Third, British ministers will no longer have any credibility when they press other European leaders to spend more on defence, if the UK itself is heading in the opposite direction. All governments in Europe are under pressure to reduce expenditure; for most, with honourable exceptions like Poland, it is politically easier to cut defence budgets than health and welfare. Britain may encourage a downward spiral in defence spending in Europe.
Some EU leaders will be happy if the UK stops nagging them to do more on defence. But Commission President Jean-Claude Juncker was wrong to tell Welt am Sonntag on March 8th that “military answers are always the wrong answers”. Sometimes only effective military action can create the space to settle conflicts politically. By repeating the mantra that “there is no military solution” in Ukraine, the West has handed the initiative to Putin, who is ready to impose one. Andrew Wilson of University College London said memorably at the beginning of the Ukraine crisis that the EU “took a baguette to a knife fight”. A frank debate about European defence and security needs to acknowledge that the EU does not just need soft power tools like trade, aid and the rule of law if it is to ensure stability and progress in the neighbourhood. Europe may keep a baguette in one hand; it needs a sharp knife in the other.

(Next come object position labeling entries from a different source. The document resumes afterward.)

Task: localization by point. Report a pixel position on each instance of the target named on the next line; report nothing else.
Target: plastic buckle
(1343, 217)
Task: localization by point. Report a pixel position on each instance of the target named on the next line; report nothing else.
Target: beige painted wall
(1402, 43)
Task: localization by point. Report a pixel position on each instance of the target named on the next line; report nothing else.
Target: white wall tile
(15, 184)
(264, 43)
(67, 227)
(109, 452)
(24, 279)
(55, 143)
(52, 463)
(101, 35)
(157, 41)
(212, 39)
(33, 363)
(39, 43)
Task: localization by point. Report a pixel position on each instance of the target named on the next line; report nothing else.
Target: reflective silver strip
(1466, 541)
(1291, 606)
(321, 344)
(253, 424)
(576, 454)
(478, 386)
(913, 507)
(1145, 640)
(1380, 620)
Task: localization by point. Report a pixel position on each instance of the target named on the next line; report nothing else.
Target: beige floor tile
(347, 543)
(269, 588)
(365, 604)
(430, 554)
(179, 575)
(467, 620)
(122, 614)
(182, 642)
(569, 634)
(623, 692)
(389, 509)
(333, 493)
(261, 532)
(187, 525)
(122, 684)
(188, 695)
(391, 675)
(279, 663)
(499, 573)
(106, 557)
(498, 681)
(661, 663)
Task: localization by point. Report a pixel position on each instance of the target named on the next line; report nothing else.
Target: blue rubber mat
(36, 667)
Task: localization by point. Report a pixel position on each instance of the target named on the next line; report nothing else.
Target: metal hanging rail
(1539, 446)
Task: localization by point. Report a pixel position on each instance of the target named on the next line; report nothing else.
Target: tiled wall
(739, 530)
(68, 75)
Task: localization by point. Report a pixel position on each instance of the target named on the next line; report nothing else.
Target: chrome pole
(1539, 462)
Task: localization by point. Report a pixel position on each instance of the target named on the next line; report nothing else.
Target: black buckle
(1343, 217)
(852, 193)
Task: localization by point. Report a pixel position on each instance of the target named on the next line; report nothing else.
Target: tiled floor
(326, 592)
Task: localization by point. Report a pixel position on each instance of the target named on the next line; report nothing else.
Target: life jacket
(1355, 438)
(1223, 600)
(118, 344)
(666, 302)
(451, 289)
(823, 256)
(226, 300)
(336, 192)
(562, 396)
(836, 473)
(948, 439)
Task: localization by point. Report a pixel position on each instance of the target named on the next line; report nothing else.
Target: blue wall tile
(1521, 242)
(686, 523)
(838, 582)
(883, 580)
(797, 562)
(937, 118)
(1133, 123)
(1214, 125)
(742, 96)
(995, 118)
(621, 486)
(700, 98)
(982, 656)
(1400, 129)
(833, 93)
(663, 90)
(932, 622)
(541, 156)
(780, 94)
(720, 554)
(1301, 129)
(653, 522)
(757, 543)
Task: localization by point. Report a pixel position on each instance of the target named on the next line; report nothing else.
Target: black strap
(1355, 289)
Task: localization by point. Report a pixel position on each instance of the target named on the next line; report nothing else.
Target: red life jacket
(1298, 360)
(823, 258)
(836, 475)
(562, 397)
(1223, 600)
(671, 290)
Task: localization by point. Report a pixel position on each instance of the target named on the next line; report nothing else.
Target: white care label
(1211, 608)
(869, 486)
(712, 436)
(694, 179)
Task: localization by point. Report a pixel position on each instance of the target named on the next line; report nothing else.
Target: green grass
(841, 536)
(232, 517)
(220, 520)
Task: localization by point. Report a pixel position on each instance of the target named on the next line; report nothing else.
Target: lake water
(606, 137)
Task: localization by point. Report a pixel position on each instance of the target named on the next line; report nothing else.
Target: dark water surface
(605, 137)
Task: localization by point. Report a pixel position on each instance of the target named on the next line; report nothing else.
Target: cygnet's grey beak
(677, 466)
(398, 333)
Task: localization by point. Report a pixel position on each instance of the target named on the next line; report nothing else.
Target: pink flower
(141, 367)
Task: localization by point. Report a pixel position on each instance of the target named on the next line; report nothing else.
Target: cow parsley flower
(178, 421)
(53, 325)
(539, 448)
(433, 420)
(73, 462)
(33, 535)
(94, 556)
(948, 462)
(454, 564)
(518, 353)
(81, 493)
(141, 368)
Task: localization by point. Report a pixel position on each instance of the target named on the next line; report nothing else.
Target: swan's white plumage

Juncker was also wrong to suggest that Europe needed its own army – not just because the idea energises British eurosceptics in a sensitive pre-election period; but because institutions and processes cannot substitute for defence capabilities and political will. Having a European operational headquarters is of no use if there are too few forces to command and no consensus on what to do with those forces that exist. The EU can do more, however – if allowed by the UK and others – to help rationalise European defence markets, ensuring that the money that is available is spent efficiently; and to encourage its member-states to work together better on defence. There are good examples of countries agreeing to share capabilities, rather than duplicating them, among the Benelux and Nordic countries. But Europe needs to get beyond delivering the same output for smaller input, and increase both. That should be the focus of the European Council’s discussions on European defence in June, and of NATO’s spring ministerial meetings.
The next British government also needs to recognise the European dimension of defence and security policy. Britain faces larger and more diverse threats than in 2010 when it published its last national security strategy. But whatever Britain spends on countering them, the impact will be greater if the rest of Europe takes defence more seriously. A good starting point for the government that wins May’s election would be to reinforce Franco-British co-operation, to reassure France that the UK will remain a reliable defence partner. Then these two countries should persuade European finance ministers to stop budgeting on the basis that the world is at peace and defence spending is a luxury.
Ian Bond is director of foreign policy at the Centre for European Reform.